Siana, inesperadamente, desembainhou uma de suas adagas e rapidamente a atirou em direção a uma das figuras humanoides. A adaga rodopiou no ar e atingiu a criatura na coxa direita, fazendo com que um filete de sangue amarelado escorresse. No ar começou a pairar o cheiro inconfundível de enxofre.
A criatura não demonstrou dor, mas observou o ferimento e direcionou o olhar para Siana, abrindo um sorriso demoníaco. Siana respondeu com uma onda de choque que saiu de seus dedos, acertando-o em cheio no rosto. A eletricidade pareceu correr pelo seu corpo, produzindo queimaduras de formas fractais como as da árvore esculpida na porta. O raio elétrico produziu uma luminosidade azulada por alguns momentos, distraindo o olhar das outras três criaturas e permitindo ao grupo distinguir detalhes que ainda haviam ficado ocultos, como os grandes olhos alaranjados que as criaturas ostentavam.
Randal urrou guturalmente, segurou a espada com as duas mãos e avançou em carga em direção do inimigo mais próximo. Acertou com muita força o ombro da criatura com o fio da espada,  causando um corte profundo que quase decepou o membro. Com um grito, a criatura respondeu ao ataque, girando a cabeça para tomar distância e acertando toda a barba farpada no rosto de Randal, com bastante força. O rosto do guerreiro sofreu vários cortes lineares e uma forte sensação de queimação e tontura se espalhou do rosto ao pescoço. Em alguns segundos, o mal-estar já havia atingido todo o corpo.
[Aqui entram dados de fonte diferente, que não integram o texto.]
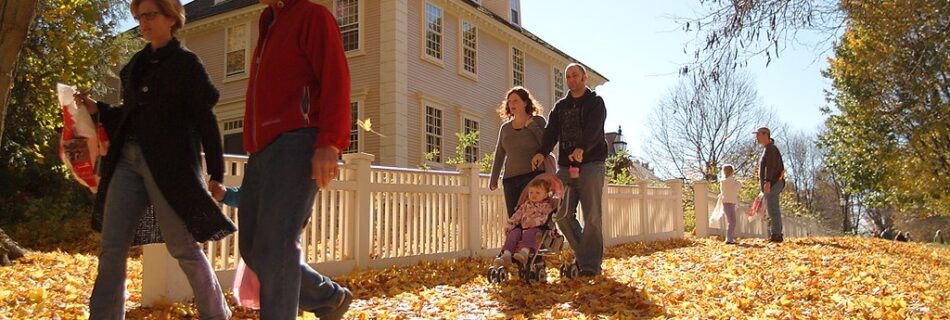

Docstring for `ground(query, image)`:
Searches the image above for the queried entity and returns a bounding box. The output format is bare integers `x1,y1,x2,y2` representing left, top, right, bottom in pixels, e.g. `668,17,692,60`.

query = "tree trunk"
0,0,39,137
0,229,23,266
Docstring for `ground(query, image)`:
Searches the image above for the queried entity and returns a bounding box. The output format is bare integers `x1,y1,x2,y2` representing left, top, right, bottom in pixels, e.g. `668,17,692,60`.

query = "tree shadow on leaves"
332,257,489,299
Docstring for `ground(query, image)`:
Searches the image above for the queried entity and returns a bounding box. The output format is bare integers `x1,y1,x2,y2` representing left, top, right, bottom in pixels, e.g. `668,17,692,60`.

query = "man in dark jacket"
531,63,607,277
754,127,785,242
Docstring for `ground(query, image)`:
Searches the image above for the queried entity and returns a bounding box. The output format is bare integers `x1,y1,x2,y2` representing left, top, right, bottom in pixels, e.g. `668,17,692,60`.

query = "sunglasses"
132,11,162,21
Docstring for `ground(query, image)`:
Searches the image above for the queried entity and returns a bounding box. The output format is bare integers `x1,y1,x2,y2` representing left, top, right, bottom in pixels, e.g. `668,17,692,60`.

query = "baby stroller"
488,174,578,284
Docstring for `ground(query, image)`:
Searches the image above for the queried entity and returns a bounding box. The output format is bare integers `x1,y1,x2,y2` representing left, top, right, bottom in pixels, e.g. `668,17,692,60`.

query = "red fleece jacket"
244,0,352,153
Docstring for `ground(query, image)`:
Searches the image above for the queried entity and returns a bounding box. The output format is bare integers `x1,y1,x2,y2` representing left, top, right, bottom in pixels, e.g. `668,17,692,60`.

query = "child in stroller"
488,174,564,283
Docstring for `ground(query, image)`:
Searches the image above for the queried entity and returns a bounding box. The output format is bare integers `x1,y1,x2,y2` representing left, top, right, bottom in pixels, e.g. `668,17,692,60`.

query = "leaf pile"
0,237,950,319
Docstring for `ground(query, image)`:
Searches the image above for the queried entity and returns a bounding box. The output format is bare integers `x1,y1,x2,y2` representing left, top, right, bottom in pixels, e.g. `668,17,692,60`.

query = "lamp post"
614,126,627,154
838,195,851,233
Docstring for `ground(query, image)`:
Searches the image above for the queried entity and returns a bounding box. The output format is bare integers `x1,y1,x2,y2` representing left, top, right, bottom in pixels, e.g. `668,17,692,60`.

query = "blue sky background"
122,0,830,159
521,0,830,159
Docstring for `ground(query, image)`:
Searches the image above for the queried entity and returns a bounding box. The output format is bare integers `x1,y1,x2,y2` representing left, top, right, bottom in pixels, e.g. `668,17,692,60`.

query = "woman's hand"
531,153,544,170
73,89,99,114
567,148,584,163
208,180,226,202
310,146,340,189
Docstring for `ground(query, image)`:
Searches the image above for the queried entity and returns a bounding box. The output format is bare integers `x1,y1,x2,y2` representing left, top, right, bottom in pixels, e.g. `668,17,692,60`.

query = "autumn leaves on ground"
0,237,950,319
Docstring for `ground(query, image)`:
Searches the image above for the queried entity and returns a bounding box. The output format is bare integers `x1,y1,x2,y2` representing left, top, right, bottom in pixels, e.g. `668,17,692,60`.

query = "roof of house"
185,0,610,81
185,0,259,22
462,0,610,82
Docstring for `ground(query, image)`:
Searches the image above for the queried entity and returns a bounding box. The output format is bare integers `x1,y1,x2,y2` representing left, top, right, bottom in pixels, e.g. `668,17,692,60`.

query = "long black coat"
92,39,237,245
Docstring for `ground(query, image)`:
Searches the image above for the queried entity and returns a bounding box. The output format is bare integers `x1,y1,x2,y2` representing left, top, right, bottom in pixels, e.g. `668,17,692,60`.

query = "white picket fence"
693,181,831,238
142,154,683,306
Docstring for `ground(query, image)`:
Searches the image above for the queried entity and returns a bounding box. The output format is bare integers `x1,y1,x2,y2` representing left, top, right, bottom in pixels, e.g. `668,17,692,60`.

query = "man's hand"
531,153,544,170
73,89,99,114
310,146,340,188
208,179,226,202
567,148,584,163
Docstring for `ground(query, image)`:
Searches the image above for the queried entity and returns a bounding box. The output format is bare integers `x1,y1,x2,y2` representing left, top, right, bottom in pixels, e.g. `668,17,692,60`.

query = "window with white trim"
221,119,247,155
425,105,443,162
343,99,360,153
336,0,360,51
461,21,478,74
224,24,248,77
511,47,524,86
425,2,443,60
462,118,481,162
511,0,521,25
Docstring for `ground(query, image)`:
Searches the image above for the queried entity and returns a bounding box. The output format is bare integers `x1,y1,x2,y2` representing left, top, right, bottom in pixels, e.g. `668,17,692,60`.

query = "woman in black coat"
77,0,236,319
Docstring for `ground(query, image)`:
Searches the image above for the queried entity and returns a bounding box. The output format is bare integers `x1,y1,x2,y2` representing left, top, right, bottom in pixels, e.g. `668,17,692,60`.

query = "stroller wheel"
560,263,580,280
537,265,548,283
524,271,538,284
567,264,580,279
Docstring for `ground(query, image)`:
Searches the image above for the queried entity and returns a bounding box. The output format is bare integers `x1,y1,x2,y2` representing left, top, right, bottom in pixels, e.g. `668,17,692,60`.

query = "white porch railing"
693,181,830,238
142,154,683,306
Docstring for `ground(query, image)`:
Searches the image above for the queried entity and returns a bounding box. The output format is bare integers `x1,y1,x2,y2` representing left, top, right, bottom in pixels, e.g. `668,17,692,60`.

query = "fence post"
666,179,685,239
637,181,656,241
343,153,375,269
142,244,193,307
600,179,622,245
456,163,482,257
693,181,709,238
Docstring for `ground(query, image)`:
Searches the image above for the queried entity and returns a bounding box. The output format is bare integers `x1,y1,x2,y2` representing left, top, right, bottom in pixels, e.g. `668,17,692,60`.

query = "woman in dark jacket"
77,0,236,319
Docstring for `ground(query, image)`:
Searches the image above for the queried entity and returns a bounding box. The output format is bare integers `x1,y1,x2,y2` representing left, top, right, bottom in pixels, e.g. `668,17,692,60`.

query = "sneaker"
492,251,511,267
319,288,353,320
577,270,597,278
514,248,531,265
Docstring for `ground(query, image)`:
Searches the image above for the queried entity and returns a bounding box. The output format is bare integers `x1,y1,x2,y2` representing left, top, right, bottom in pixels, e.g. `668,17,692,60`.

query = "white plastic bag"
709,195,725,225
56,83,109,193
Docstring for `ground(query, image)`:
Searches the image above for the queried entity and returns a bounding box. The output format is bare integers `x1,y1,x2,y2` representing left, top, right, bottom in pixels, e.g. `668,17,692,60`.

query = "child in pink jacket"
494,179,554,266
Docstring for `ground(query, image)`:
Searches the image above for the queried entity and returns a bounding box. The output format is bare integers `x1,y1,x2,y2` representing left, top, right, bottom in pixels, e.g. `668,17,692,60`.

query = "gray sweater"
491,116,546,184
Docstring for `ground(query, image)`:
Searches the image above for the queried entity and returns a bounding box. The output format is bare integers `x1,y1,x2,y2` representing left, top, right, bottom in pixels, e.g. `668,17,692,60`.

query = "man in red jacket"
238,0,353,319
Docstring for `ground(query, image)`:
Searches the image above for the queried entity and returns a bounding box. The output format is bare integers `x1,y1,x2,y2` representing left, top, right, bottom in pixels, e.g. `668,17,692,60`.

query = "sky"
122,0,830,159
521,0,830,159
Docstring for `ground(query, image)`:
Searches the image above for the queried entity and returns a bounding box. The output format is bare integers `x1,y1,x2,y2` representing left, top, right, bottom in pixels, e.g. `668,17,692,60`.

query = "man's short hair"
564,62,587,75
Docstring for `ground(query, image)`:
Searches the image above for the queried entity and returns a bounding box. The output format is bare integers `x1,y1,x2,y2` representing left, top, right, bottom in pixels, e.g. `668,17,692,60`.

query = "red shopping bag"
56,83,109,193
747,194,765,221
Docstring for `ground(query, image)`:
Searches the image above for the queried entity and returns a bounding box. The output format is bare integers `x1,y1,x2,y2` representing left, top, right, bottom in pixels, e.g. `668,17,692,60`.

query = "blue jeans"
89,142,231,319
557,162,606,273
238,129,345,319
722,203,738,242
762,180,785,238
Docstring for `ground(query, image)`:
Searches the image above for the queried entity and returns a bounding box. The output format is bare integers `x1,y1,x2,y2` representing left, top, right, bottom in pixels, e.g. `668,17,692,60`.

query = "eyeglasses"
132,11,162,21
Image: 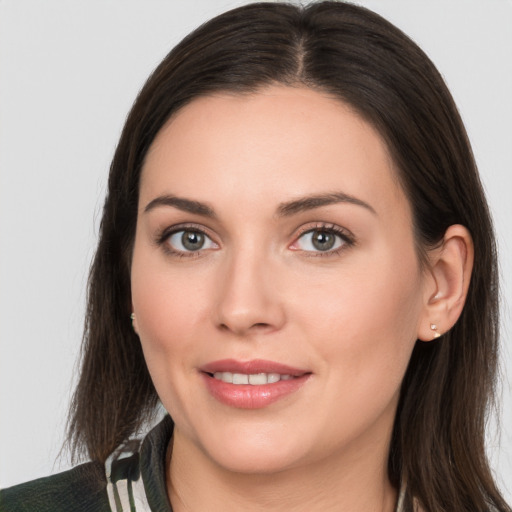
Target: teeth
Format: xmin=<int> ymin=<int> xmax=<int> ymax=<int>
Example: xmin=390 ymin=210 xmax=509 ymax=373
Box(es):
xmin=213 ymin=372 xmax=294 ymax=386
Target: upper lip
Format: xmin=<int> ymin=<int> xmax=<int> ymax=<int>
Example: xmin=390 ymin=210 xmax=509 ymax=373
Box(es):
xmin=200 ymin=359 xmax=311 ymax=377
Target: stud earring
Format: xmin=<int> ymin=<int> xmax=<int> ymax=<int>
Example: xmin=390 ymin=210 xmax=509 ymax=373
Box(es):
xmin=430 ymin=324 xmax=441 ymax=340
A criatura começou a girar a alabarda com o braço saudável para atingir Randal mais uma vez, mas foi surpreendida por um ataque de Desmond por trás. Antes que a alabarda chegasse ao tórax de Randal, a criatura desabou, morta, aos pés do guerreiro e de Desmond. Em alguns segundos, o corpo se pulverizou, desaparecendo no ar.
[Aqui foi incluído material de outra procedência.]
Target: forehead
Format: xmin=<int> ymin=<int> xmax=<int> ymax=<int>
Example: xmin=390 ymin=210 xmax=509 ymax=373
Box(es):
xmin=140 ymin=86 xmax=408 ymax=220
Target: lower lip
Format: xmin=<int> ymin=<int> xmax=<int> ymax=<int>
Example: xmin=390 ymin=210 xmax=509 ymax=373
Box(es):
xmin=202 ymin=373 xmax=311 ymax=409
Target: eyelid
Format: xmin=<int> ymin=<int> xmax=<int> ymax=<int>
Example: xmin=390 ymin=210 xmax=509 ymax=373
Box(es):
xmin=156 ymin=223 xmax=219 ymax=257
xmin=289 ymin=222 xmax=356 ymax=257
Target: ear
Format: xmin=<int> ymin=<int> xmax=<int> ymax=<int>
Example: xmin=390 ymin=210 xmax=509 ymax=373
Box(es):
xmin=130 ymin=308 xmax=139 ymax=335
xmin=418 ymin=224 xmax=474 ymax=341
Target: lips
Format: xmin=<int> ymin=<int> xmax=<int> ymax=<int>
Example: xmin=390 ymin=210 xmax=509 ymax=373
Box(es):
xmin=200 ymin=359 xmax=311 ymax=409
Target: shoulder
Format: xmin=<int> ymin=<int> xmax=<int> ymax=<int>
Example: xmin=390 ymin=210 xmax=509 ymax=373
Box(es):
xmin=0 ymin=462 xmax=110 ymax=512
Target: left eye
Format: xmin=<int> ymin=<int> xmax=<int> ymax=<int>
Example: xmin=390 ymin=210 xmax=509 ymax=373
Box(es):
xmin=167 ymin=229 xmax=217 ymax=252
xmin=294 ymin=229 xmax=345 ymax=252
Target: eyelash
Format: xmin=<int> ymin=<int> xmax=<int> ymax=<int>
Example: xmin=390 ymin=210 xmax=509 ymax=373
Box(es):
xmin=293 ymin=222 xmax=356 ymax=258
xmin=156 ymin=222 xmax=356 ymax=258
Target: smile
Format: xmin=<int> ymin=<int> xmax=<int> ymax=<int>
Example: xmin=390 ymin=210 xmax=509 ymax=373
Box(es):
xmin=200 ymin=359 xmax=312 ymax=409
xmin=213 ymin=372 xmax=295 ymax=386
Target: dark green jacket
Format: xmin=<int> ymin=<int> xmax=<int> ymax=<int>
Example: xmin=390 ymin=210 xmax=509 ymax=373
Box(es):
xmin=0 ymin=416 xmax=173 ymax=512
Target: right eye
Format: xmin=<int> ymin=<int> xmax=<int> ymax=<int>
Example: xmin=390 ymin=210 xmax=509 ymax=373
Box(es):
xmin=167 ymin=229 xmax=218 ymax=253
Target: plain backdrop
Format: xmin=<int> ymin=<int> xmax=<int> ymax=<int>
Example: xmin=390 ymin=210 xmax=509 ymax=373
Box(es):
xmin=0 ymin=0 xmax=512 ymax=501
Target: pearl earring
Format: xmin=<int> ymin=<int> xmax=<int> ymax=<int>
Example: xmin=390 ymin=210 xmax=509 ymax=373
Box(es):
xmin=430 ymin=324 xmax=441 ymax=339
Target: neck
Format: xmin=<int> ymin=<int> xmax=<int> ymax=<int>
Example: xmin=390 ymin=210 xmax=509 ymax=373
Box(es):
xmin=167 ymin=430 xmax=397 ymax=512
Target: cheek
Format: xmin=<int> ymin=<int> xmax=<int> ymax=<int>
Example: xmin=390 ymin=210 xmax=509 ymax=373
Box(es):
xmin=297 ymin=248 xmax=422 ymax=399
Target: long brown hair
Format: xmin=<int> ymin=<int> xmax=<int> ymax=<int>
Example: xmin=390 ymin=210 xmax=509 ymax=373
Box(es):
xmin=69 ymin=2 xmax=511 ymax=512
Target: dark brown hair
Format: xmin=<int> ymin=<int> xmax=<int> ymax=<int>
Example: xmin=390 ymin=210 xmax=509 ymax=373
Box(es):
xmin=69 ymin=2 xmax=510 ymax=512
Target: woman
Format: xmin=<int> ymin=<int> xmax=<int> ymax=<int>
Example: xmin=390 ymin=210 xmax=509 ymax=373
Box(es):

Navere inspirou-se por Siana e atingiu a mesma criatura com a magia que também sabia. A segunda descarga de energia fora mais do que o inimigo pareceu suportar, caindo desacordado.
Askáth aproveitou que Thaal levantava a maça para atingir a cabeça de outra criatura e a atacou, pegando-a de surpresa. A adaga fincou-se na lateral do pescoço, que começou a escorrer o mesmo líquido amarelado sulfuroso.
A criatura que ainda estava livre de atacantes balançou a alabarda em um movimento circular e acertou o tórax de Thaal, fazendo-o urrar de dor e baixar a guarda. Ele virou-se e acertou a maça na cabeça desta criatura, que respondeu atacando-o com a barba da mesma forma que o outro atacara Randal. Thaal conseguiu desviar-se girando o corpo. Com a inércia do rodopio, acertou com muita força a maça na caixa torácica do inimigo, quebrando muitas costelas e abrindo um grande buraco. Fumaça amarelada escapou do ferimento, deixando o coração exposto por baixo. A criatura caiu, desacordada; o coração ainda batia sob as costelas destruídas.
Askáth removeu a adaga do pescoço do monstro humanoide, desviando da barba que era balançada na direção de seu rosto. Enfiou a adaga novamente, na têmpora do inimigo, que caiu inerte aos seus pés. A criatura se dissolveu em pó e desapareceu.
Ao som da última criatura atingir o chão, Desmond não hesitou; em cada um dos dois que permaneciam vivos, mas desacordados, o ladino deu o golpe de misericórdia. Assim que ele os atingiu fatalmente, também pulverizaram-se e desfizeram-se em nada.

Os seis entreolharam-se, arfando. Thaal estava ferido, mas ainda permanecia de pé. Askáth, Navere, Siana e Desmond estavam ilesos. Randal estava com o rosto ferido, mas não parecia sofrer com a gravidade dos cortes superficiais. Apesar disso, em alguns segundos, o guerreiro não teve forças e desmaiou. Siana se agachou ao lado de Randal, tocou em sua testa e espantou-se com a maior febre que já sentira.